Editors of "Flyway: The Journal of Writing & Environment" have announced that poet Randy Brown is the winner of their 2018 "Untold Stories" contest. The annual competition focuses on amplifying voices from marginalized populations.
This year's competition called for poetry, creative non-fiction, fiction, and hybrid forms produced by past and present military service members and family.
Brown receives a prize of $250 for two new poems, "Better Hooches and Gardens" and "a chaplain's assistant writes haiku."
A former magazine editor and 20-year retired veteran of the Iowa Army National Guard, Brown embedded as civilian media with his former unit in Afghanistan, May-June 2011. He is author of the 2015 poetry collection "Welcome to FOB Haiku: War Poems from Inside the Wire."
Writer and U.S. Navy veteran Travis Klempan received an honorable mention for his short story "No Mere Storm."
You can read Brown's winning poems here, and more of his poetry work here.
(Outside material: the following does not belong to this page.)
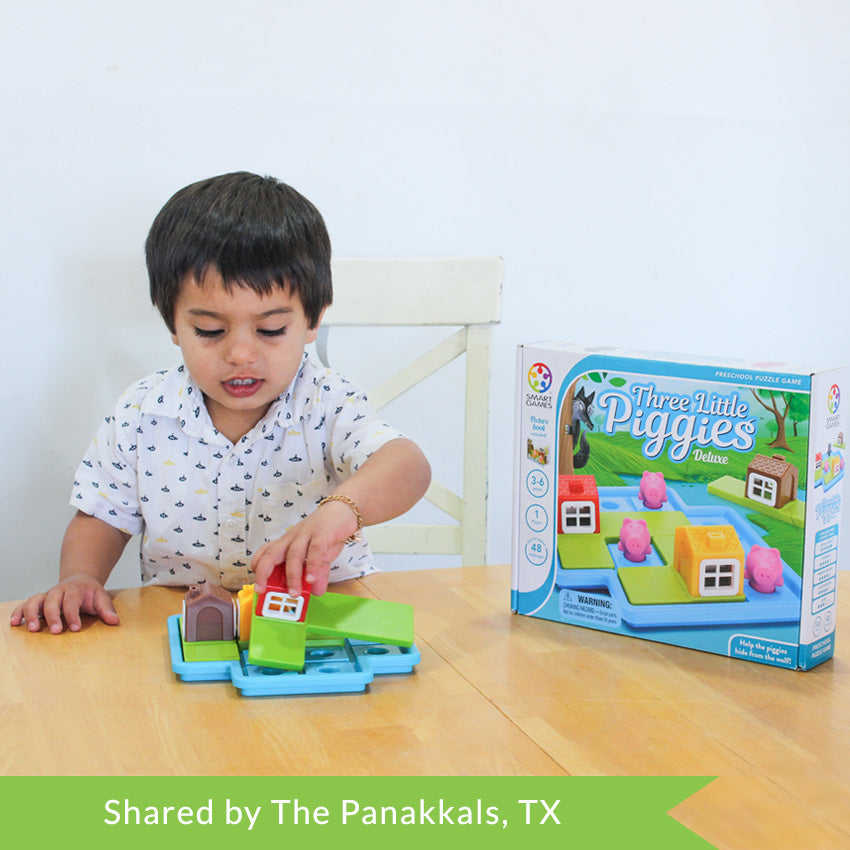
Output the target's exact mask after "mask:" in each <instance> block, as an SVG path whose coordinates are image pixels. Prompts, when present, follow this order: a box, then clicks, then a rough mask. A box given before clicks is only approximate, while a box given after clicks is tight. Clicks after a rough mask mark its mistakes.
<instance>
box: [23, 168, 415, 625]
mask: <svg viewBox="0 0 850 850" xmlns="http://www.w3.org/2000/svg"><path fill="white" fill-rule="evenodd" d="M330 256H331V248H330V240H329V238H328V234H327V230H326V229H325V224H324V221H323V220H322V217H321V215H320V214H319V212H318V210H317V209H316V208H315V207H314V206H313V205H312V204H311V203H310V202H309V201H308V200H307V199H306V198H304V197H302V196H301V195H300V194H299V193H298V192H296V191H295V190H294V189H292V188H290V187H289V186H287V185H285V184H283V183H280V182H279V181H277V180H274V179H273V178H269V177H259V176H257V175H254V174H248V173H243V172H240V173H234V174H225V175H222V176H219V177H214V178H211V179H209V180H204V181H201V182H199V183H194V184H192V185H190V186H187V187H186V188H185V189H182V190H181V191H179V192H177V194H175V195H174V197H172V198H171V200H169V201H168V203H167V204H166V205H165V206H164V207H163V209H162V210H161V211H160V213H159V215H158V216H157V217H156V219H155V221H154V223H153V226H152V227H151V231H150V233H149V235H148V239H147V243H146V258H147V265H148V274H149V277H150V291H151V299H152V301H153V303H154V304H155V305H156V306H157V308H158V309H159V310H160V312H161V314H162V317H163V319H164V320H165V323H166V325H167V326H168V329H169V331H170V332H171V337H172V339H173V341H174V343H175V344H176V345H178V346H179V347H180V350H181V352H182V355H183V363H182V364H181V365H180V366H178V367H176V368H174V369H170V370H166V371H162V372H157V373H156V374H154V375H151V376H149V377H147V378H144V379H143V380H141V381H139V382H138V383H137V384H135V385H134V386H132V387H130V388H129V389H128V390H127V391H126V392H125V393H124V395H123V396H122V397H121V399H120V400H119V402H118V404H117V406H116V408H115V410H114V411H113V413H112V414H111V415H110V416H108V417H107V418H106V419H105V420H104V422H103V423H102V425H101V426H100V429H99V430H98V432H97V435H96V437H95V439H94V441H93V442H92V444H91V446H90V447H89V450H88V452H87V453H86V455H85V457H84V459H83V461H82V463H81V465H80V467H79V469H78V470H77V475H76V478H75V481H74V488H73V492H72V498H71V503H72V505H74V506H75V507H76V508H77V513H76V515H75V516H74V517H73V518H72V519H71V522H70V524H69V526H68V529H67V531H66V533H65V538H64V541H63V544H62V552H61V557H60V574H59V583H58V584H57V585H56V586H55V587H53V588H51V589H50V590H48V591H47V592H46V593H39V594H36V595H35V596H32V597H31V598H30V599H28V600H26V601H25V602H24V603H22V604H21V605H20V606H18V607H17V608H16V609H15V611H14V612H13V613H12V619H11V623H12V625H13V626H14V625H21V624H22V623H26V625H27V628H29V629H30V630H31V631H38V630H39V629H40V628H41V625H42V623H45V624H46V625H47V628H48V629H49V630H50V632H52V633H55V634H58V633H60V632H62V631H63V628H64V627H66V626H67V628H68V629H70V630H71V631H77V630H78V629H79V628H80V626H81V621H80V614H81V613H83V614H92V615H96V616H99V617H100V618H101V619H102V620H103V621H104V622H106V623H108V624H117V623H118V615H117V614H116V612H115V609H114V607H113V605H112V600H111V597H110V596H109V594H108V593H107V592H106V590H105V589H104V584H105V582H106V580H107V578H108V577H109V574H110V573H111V571H112V569H113V567H114V566H115V563H116V562H117V560H118V558H119V557H120V555H121V552H122V551H123V549H124V546H125V545H126V543H127V541H128V540H129V539H130V537H131V536H132V535H134V534H141V535H142V538H141V571H142V582H143V583H145V584H177V585H186V584H193V583H197V582H204V581H208V582H212V583H216V584H221V585H223V586H224V587H226V588H229V589H234V590H235V589H239V588H240V587H241V586H242V585H243V584H250V583H251V582H253V583H254V585H255V588H256V589H257V590H258V591H262V590H264V589H265V586H266V581H267V579H268V577H269V575H270V573H271V570H272V568H273V567H274V566H275V565H276V564H278V563H281V562H285V563H286V576H287V581H288V585H289V590H290V592H291V593H293V594H298V593H299V592H300V589H301V587H302V582H309V583H311V584H312V588H313V592H314V593H316V594H321V593H324V591H325V590H326V588H327V584H328V581H329V580H330V581H337V580H342V579H347V578H352V577H356V576H362V575H366V574H367V573H369V572H372V571H373V570H374V565H373V563H372V555H371V552H370V550H369V547H368V544H367V543H366V542H365V540H362V539H361V536H360V529H361V527H362V526H363V525H370V524H374V523H378V522H382V521H384V520H386V519H390V518H392V517H394V516H397V515H399V514H401V513H403V512H404V511H406V510H408V509H409V508H410V507H411V506H412V505H413V504H415V503H416V502H417V501H418V500H419V498H421V496H422V495H423V493H424V492H425V489H426V488H427V486H428V483H429V481H430V468H429V466H428V463H427V461H426V460H425V458H424V456H423V455H422V453H421V451H420V450H419V449H418V447H417V446H416V445H415V444H414V443H412V442H410V441H409V440H406V439H404V438H403V437H402V436H401V434H399V433H398V432H396V431H394V430H393V429H392V428H391V427H390V426H389V425H387V424H386V423H384V422H382V421H381V420H380V419H379V418H378V417H377V415H376V414H375V413H374V412H373V411H372V410H371V409H370V408H369V407H368V405H367V403H366V399H365V396H363V395H362V394H361V393H359V392H358V391H357V390H356V389H355V388H354V387H353V386H352V385H351V384H350V383H349V382H348V381H346V380H345V378H343V377H342V376H340V375H338V374H336V373H335V372H331V371H330V370H327V369H324V368H321V367H319V366H318V365H316V364H315V363H314V362H313V361H312V360H311V358H310V357H309V356H308V355H307V354H306V353H305V350H304V347H305V345H306V344H307V343H310V342H312V341H313V340H315V338H316V334H317V331H318V327H319V322H320V321H321V319H322V315H323V314H324V311H325V309H326V308H327V306H328V305H329V304H330V303H331V299H332V286H331V270H330Z"/></svg>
You can also access the Flyway Journal via Twitter here and Facebook here.
Based at Iowa State University, Ames, Iowa, Flyway's mission is to "explore the many complicated facets of the word 'environment'—whether rural, urban, or suburban; whether built or wild—and all its social and political implications."
"Contests like ['Untold Stories'] and our 'Notes from the Field' contest in December-January help us find new voices that keep our journal filled with interesting and diverse stories, while defraying some of the costs that come with running a non-profit literary journal," the editors write in their announcement e-mail. "[…] The editorial staff was overwhelmed with the breadth and quality of this year's submissions and enjoyed reading contributions from each author."
This year, the final judge for the "Untold Stories" effort was poet, memoirist, and anthologist Brian Turner, author of Here, Bullet; Phantom Noise; and My Life as a Foreign Country. The director of the low-residency MFA program at Sierra Nevada College, Turner also recently released an album of ambient music and poetry as part of the Interplanetary Acoustic Team.